“Yes, that is Felicity all over! But let me finish.

“‘She is as gay as a lark’ (gay as a lark, when her mother died three months ago!)”

“Died of drink!” amended he, with that sense of justice which is always more inherent in man than woman.

“‘Gay as a lark’ (dear feeling little thing!), ‘and I thought, and think—indeed, it is one of my chief motives for making the proposal’ (ahem!), ‘that the presence of a bright young creature would bring a great accession of cheerfulness into both your lives.’”

“Are we so uncheerful?” asked the man, in a tone whose vexation was coloured with misgiving.

“A childless home is never very merry,” replied his wife, shortly.

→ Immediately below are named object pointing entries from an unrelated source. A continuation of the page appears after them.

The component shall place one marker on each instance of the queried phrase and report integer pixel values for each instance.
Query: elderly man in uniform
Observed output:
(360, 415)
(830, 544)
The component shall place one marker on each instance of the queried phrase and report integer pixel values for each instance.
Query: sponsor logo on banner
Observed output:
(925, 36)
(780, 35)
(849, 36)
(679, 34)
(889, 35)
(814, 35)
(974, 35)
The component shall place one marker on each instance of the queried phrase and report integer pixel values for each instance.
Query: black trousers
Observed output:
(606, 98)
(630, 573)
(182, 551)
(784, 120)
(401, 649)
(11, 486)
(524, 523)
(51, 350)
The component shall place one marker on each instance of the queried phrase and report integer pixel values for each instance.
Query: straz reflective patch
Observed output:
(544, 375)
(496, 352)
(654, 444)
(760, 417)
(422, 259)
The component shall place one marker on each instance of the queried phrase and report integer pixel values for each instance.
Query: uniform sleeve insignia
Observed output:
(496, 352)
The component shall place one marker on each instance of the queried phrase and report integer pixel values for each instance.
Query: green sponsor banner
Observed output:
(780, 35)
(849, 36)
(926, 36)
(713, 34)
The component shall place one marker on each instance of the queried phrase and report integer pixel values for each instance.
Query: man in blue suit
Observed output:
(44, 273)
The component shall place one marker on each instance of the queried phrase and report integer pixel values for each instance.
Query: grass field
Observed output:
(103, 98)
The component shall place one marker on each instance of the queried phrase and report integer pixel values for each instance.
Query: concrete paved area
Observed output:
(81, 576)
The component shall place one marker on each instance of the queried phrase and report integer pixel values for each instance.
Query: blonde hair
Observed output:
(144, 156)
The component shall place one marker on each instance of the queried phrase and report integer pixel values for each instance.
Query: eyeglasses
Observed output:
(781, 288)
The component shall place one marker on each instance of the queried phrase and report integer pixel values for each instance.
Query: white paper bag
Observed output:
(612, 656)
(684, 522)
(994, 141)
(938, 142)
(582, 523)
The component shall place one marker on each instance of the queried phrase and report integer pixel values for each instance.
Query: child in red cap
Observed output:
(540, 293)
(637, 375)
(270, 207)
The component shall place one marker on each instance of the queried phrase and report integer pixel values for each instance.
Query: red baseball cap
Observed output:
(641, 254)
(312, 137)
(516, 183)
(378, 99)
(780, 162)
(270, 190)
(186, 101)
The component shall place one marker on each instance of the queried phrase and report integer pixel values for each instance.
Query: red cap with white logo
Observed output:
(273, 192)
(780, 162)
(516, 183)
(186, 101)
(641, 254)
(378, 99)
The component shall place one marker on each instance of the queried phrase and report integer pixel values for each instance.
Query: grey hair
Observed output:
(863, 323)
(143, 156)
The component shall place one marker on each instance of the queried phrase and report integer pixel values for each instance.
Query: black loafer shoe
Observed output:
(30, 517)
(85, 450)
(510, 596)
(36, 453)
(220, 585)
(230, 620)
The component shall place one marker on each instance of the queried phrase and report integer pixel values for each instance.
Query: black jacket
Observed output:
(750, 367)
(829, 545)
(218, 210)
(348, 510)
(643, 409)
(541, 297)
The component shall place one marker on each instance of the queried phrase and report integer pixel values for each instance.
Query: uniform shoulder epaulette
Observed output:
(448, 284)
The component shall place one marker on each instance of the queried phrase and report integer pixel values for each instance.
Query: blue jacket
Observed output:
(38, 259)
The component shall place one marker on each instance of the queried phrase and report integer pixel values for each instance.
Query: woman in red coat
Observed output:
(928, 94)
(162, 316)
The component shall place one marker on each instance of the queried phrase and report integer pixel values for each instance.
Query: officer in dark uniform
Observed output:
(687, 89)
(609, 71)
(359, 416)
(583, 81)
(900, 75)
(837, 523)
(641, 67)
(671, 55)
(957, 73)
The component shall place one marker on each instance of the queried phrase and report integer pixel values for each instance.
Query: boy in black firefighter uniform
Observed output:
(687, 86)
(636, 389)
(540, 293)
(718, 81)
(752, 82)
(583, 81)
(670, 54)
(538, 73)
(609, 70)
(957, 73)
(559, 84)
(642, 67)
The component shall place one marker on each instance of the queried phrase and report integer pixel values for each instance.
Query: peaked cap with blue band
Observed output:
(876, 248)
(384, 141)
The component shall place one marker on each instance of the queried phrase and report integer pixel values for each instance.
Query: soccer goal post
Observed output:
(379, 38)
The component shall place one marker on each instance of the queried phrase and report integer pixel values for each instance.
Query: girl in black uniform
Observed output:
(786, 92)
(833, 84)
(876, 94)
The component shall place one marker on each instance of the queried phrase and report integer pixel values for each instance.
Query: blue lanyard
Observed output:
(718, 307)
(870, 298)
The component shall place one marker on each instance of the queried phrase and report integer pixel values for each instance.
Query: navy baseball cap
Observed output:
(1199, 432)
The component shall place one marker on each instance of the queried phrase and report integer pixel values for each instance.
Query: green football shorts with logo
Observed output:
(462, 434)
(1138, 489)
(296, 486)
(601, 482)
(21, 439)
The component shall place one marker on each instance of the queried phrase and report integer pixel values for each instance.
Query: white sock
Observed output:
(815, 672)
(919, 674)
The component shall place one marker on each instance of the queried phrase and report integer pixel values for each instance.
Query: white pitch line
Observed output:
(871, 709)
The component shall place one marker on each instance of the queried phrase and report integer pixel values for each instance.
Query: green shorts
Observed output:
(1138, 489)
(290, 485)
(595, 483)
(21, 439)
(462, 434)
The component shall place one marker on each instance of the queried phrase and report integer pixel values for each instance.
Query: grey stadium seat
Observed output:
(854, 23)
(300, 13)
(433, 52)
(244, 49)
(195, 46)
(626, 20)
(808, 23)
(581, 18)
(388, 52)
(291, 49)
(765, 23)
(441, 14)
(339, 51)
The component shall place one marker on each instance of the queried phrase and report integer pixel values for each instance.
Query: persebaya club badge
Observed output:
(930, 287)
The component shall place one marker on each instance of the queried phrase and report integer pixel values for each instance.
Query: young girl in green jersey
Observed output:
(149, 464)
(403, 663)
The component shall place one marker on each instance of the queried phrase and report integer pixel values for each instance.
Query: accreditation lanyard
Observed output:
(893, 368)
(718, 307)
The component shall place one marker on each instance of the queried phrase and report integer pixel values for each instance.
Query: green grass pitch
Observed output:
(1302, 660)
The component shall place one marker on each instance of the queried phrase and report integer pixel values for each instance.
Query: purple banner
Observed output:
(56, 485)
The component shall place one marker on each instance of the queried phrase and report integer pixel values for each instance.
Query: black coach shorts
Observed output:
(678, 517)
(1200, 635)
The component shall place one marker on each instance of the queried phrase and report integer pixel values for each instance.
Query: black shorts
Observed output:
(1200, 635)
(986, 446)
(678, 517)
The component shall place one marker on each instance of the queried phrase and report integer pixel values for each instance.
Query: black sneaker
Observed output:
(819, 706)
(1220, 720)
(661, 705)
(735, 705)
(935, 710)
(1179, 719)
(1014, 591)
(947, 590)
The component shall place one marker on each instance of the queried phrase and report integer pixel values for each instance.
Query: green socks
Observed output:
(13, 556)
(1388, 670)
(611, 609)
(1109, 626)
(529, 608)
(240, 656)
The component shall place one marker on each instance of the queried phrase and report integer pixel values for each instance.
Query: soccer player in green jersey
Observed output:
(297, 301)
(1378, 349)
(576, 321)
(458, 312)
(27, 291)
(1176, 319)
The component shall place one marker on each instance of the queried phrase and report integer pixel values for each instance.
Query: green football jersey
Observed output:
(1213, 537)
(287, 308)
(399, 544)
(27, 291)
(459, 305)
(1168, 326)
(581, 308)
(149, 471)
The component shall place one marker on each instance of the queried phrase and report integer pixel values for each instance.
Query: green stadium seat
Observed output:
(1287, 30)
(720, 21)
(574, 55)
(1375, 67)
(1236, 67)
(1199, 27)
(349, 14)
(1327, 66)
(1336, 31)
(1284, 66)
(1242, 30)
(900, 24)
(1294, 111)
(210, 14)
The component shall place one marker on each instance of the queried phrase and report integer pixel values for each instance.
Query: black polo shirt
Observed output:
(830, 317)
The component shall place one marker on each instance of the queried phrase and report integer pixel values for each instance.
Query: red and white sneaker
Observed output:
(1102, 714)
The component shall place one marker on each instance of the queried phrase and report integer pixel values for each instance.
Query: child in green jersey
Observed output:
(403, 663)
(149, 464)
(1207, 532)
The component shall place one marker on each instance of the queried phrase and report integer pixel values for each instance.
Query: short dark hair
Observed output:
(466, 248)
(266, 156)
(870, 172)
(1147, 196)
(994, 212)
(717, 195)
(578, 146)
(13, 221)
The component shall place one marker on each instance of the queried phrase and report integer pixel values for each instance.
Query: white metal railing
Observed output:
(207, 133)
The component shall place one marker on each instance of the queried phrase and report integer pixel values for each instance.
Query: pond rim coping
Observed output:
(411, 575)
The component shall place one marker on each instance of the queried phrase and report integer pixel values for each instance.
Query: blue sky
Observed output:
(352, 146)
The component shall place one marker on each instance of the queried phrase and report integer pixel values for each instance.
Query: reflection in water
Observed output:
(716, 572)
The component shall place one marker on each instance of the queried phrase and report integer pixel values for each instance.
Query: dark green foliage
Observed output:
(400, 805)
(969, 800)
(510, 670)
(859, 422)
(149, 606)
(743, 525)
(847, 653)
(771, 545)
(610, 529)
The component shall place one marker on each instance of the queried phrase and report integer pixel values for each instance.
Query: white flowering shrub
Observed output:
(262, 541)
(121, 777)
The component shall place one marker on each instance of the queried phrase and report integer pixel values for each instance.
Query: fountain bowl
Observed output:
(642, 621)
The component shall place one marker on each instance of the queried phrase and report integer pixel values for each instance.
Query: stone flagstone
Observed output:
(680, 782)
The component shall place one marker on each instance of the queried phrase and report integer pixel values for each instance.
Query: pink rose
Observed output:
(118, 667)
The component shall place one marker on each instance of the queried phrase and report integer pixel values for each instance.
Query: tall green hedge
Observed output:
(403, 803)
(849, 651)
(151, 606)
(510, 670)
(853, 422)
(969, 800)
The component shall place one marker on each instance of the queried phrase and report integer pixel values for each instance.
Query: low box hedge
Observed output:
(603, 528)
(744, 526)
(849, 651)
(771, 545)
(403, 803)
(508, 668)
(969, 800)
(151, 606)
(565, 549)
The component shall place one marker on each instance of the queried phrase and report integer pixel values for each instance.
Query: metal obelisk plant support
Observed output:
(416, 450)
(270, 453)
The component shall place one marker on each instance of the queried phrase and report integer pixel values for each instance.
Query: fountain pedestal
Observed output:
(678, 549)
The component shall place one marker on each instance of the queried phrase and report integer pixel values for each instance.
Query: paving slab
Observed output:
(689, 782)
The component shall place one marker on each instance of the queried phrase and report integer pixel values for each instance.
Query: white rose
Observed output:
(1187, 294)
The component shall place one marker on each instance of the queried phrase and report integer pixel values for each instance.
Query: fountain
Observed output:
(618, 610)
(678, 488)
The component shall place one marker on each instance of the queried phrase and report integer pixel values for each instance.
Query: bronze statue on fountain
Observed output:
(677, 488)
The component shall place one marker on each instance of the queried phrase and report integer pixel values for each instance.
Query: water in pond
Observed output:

Tancred’s eyes dropped to the object upon which his hand was already resting, the head of the wire-haired fox-terrier, whom his mistress spoilt most, but who liked his master best. The husband had long ceased to wince outwardly, though never inwardly, when one of the two great “raws” of his life was touched. He had married Camilla, and he had not given her the children for whom she hungered in that passionate greed, only increased by years and improbabilities, with which some women crave for offspring. And now they had been married for fifteen winters, and Camilla was fifty years old.

“You see that I was right; there is no allusion to her personal appearance.”

“No, it was my stupid mistake.”

“Though she is ‘as gay as a lark,’”—harking back rather grimly to the phrase that had displeased her—“she may also be as ugly as sin.”